Il Ministro Erika Stefani, che ha voluto e organizzato questa Sesta Conferenza delle Politiche per la disabilità – l’ultima era stata nel 2016 – ha sottolineato come sia importante la meta ma anche la strada e, soprattutto, come siano importanti i compagni di viaggio e il camminare insieme per arrivare fino in fondo: «così si raggiungono i risultati: ci sediamo insieme, facciamo rete con tutti, con le Regioni, i Comuni, le federazioni, le associazioni, perché il futuro disabilità è nel coordinamento di tutti i protagonisti».

 

Paolo Bandiera, Direttore Affari Generali-Advocacy di AISM commenta: «l’Associazione direttamente e attraverso la FISH ha voluto dare un consistente contributo ai lavori della Conferenza, a partire dalla partecipazione alla consultazione pubblica che l’ha preceduta. Abbiamo poi concorso alla messa a punto delle proposte dei gruppi di lavoro dell’Osservatorio nazionale sulla condizione delle persone con disabilità, e costruito assieme con le altre organizzazioni della FISH un corposo documento presentato dalla stessa Federazione in Conferenza, che costituisce una piattaforma strategica e un piano d’azione concreto per costruire una società inclusiva, in piena coerenza con il percorso della nostra Agenda 2025».

 

Tra le proposte avanzate da FISH, cui ha contribuito la nostra associazione, trovano spazio la necessità di un maggiore coordinamento tra le politiche sanitarie, socio-sanitarie e sociali, «l’urgente aggiornamento dei LEA, i Livelli Essenziali di Assistenza Sanitaria, al fine di assicurare ai beneficiari progetti di riabilitazione individualizzati, un’efficace ed effettiva integrazione socio-sanitaria, la continuità di assistenza tra ospedale e territorio, compresa la necessità di semplificare i sistemi di approvvigionamento e fornitura alle persone con disabilità delle protesi e degli ausili, l’adozione dei LEPS, i Livelli Essenziali delle Prestazioni Sociali, da realizzare attraverso la ricomposizione complessiva della spesa corrente».

 

Il Presidente FISH, Vincenzo Falabella conclude: «È il tempo di passare dalle parole ai fatti.

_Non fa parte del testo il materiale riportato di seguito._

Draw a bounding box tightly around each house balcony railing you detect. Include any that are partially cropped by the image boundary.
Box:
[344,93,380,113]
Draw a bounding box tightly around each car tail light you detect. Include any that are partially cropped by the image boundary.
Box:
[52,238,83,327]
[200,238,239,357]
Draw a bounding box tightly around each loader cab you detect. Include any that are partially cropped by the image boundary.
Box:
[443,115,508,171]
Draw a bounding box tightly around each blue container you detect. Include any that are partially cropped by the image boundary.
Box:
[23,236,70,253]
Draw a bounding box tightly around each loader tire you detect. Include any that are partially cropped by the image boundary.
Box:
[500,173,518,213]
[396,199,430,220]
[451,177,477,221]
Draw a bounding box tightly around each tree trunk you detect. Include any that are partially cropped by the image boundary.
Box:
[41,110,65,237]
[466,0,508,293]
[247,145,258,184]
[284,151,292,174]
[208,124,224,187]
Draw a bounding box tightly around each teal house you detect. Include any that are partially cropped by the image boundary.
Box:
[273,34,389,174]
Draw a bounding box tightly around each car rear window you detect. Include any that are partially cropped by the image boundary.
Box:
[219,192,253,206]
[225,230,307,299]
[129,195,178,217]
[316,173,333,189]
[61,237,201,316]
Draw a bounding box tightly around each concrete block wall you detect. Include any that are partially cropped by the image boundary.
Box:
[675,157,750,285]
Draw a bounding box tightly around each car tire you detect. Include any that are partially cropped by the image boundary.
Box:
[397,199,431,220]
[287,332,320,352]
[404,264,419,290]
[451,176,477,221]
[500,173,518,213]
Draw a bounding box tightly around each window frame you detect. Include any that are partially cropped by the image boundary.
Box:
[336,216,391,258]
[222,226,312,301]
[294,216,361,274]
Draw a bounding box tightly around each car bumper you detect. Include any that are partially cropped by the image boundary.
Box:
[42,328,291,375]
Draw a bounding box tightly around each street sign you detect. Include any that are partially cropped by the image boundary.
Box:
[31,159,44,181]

Serve un nuovo welfare inclusivo e di comunità».

 

Una comunità come quella di AISM è e intende essere attore protagonista del cambiamento in atto, come spiega il Presidente Nazionale AISM Francesco Vacca: «Oggi si è parlato di ripresa e di resilienza. Noi di AISM, noi persone con SM siamo esperti di resilienza, che non è aspettare passivamente che le cose vadano bene, ma fare qualcosa noi per primi perché le cose migliorino, perché la vita di tutti abbia un nuovo respiro. Il nostro impegno per costruire, insieme a tutti gli attori coinvolti, la nuova Agenda 2025 della Sclerosi Multipla va in questa direzione, è il nostro contributo partecipato alla costruzione di un piano nazionale di ripresa e resilienza e di una società più inclusiva».